ONE: I am taking the next step in my healing.
This helped me focus on the fact that this pain was actually a part of the healing process. It is a result of me FIGHTING cancer. This affirmation took my mind away from the pain. At least temporarily.

TWO: I listen to my body.
As the book says, “ I pay attention to my body & make the necessary adjustments. I give my body what it needs…to bring it back to optimum health. I call upon an inner strength that is mine whenever I need it.” Listening to my body led me to find not just one, but 2 cancers! I CAN do whatever it requires to get healthy and live. So while my physical body was telling me it was in pain, my emotional body was telling me, I will be better, stronger, faster. (Ok, bionic woman reference!)

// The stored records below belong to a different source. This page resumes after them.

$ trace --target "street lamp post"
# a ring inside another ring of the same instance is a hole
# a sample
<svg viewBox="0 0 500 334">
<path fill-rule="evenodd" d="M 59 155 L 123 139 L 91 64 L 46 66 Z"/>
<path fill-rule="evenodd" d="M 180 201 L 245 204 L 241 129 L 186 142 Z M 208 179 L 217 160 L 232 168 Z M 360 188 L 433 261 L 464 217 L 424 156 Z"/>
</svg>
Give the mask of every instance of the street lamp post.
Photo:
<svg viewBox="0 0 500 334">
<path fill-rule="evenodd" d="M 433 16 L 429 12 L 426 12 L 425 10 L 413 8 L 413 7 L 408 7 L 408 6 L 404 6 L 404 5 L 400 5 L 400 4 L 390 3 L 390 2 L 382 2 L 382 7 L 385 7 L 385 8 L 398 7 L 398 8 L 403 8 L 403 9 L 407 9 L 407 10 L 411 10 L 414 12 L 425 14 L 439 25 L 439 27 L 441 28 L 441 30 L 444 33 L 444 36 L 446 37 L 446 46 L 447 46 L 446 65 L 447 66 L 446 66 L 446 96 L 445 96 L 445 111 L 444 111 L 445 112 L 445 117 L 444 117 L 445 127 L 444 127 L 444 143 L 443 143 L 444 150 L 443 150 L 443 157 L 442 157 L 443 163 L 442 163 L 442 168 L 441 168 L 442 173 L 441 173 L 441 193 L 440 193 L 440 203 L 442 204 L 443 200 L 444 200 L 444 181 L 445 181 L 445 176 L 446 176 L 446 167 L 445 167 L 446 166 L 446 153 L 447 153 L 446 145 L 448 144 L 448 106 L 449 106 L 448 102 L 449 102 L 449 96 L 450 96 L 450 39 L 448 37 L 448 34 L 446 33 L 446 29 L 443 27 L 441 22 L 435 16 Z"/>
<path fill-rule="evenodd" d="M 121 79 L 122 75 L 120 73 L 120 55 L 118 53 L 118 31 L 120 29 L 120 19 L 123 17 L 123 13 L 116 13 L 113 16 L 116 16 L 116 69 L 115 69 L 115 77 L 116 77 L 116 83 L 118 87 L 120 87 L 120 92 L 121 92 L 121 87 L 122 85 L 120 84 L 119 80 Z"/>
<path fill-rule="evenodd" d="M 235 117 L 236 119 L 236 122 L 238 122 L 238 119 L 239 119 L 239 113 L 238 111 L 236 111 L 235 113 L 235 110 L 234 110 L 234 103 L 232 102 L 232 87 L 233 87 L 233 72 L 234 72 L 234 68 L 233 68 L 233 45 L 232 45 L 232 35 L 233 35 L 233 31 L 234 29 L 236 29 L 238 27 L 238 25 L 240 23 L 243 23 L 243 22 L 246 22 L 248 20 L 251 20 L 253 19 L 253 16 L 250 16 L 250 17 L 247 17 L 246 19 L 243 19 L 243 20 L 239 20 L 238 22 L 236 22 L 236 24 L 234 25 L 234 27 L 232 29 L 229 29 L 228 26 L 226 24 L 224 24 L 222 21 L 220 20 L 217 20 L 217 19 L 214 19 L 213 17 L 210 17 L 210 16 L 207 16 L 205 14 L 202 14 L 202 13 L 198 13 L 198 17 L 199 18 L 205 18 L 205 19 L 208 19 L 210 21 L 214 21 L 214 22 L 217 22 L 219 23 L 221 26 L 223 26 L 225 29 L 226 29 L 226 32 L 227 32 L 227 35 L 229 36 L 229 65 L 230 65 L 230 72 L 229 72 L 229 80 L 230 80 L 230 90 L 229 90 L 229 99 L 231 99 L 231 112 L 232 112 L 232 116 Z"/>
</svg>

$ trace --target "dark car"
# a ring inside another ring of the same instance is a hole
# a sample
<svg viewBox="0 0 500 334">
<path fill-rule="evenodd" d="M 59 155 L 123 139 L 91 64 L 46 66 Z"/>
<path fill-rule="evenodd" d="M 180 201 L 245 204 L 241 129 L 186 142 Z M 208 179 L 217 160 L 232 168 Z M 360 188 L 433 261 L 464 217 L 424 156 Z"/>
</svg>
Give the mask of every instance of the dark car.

I lay on that table and silently said those 2 affirmations over & over. While I did feel “kooky”, it allowed me to ignore the pain…until the radiation was done.

Next, I met with my Radio-oncologist, my friend Dr. Michele. She immediately knew something was wrong. Through more tears, I told her about the pain.

Yeah, the affirmations had worn off!

Next thing I knew, I was being prescribed more Percocet, topical meds were being applied, and finally, I was wrapped up like the burn victim I am.

On the upside, this morning AZ passed a bill that eliminates access restrictions to Breast & Cervical cancer treatment funds based on location of cancer diagnosis. Previously, a low-income or uninsured woman had to go to a certain location & be diagnosed there, in order to get treatment services. If she were diagnosed somewhere else, no services! Today that changed. That makes me happy.

Friday can’t come quick enough! This part of the journey will be done. I know that I will be one step closer to being healed and… whole.